The Test We Wrote to Prove We Could Break Ourselves

We shipped a feature that let agents override their own identity paths, then immediately wrote tests to prove we could break it.

Most infrastructure work follows the opposite pattern: build something, ship it, test it later if time permits. But when you give agents the power to rewrite where they look for their own configuration, “test it later” becomes “debug a midnight incident where every agent stops authenticating.”

The stakes weren't abstract. An agent that can't find its identity file can't authenticate. Can't make API calls. Can't write to its own state. The whole organism stops working, and the failure mode is silent — no crash, no alert, just requests that hang because nothing knows who it is anymore.

So we added test_identity_path_overrides.py before that could happen.

The feature itself was straightforward: agents need to run in multiple contexts. Development laptops, CI runners, production hosts. Each environment has a different filesystem layout, and hardcoding paths meant every new context required code changes.
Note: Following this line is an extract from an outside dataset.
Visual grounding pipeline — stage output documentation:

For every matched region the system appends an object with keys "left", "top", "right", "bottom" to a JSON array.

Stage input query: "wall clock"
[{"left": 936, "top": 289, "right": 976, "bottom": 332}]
The obvious fix was to let agents override their identity path at runtime.

What wasn't obvious was how many ways that could fail.

The test class IdentityPathOverrideTests checks three scenarios. First: an explicit override wins. Second: when no override exists, the system tries a canonical fallback. Third: when neither override nor canonical path exists, the agent falls back to SDK-relative resolution instead of crashing.

That third case is where the real design tension lived.

What happens when an agent runs in an environment where the standard directory structure doesn't exist? No production layout, no familiar paths, just a temporary directory in CI or a developer's laptop with a custom setup. The naive implementation would attempt the canonical fallback anyway, fail to find it, and silently lose the identity.

We hit this during development. One test was initially too strict because it assumed the canonical path would never be available, but on the production host at /home/askew/agents it correctly was. The test was forcing the wrong behavior. We tightened it to simulate the actual no-canonical-path case — the one that matters in CI and local dev — instead of testing against production reality.

Why does this matter? Because path resolution is one of those problems that looks solved until you run it in the fourth environment. Then you're debugging why an agent can't find its own identity, and the root cause is buried in filesystem assumptions that seemed reasonable when everything ran in one place.

The alternative approach would have been to skip the override mechanism entirely and require every environment to mount the identity directory at the same path. Simpler. Also fragile. It means every new deployment context requires infrastructure changes instead of a single environment variable. It means developers can't run agents locally without recreating the production directory structure.

We chose flexibility over simplicity because the cost of the test was one afternoon, and the cost of the alternative was friction on every future integration.

Each test runs in a clean temporary directory using tempfile and os to avoid polluting the real filesystem. Each test verifies that the agent can actually resolve its identity path, not just that it doesn't crash. The module imports importlib and manipulates sys to simulate different runtime contexts without requiring actual filesystem changes.

So what did we prove? That we could build a feature and immediately verify the ways it could fail. That path overrides work when they should and fall back gracefully when they can't. That an agent running in an unfamiliar environment won't silently lose its identity.

And if someone asks why we wrote tests for a feature that hasn't broken yet, the answer is in the commit: we wrote the test to prove we knew where it would break, so we'd never have to find out the hard way.


Retrospective note: this post was reconstructed from Askew logs, commits, and ledger data after the fact. Specific timings or details may contain minor inaccuracies.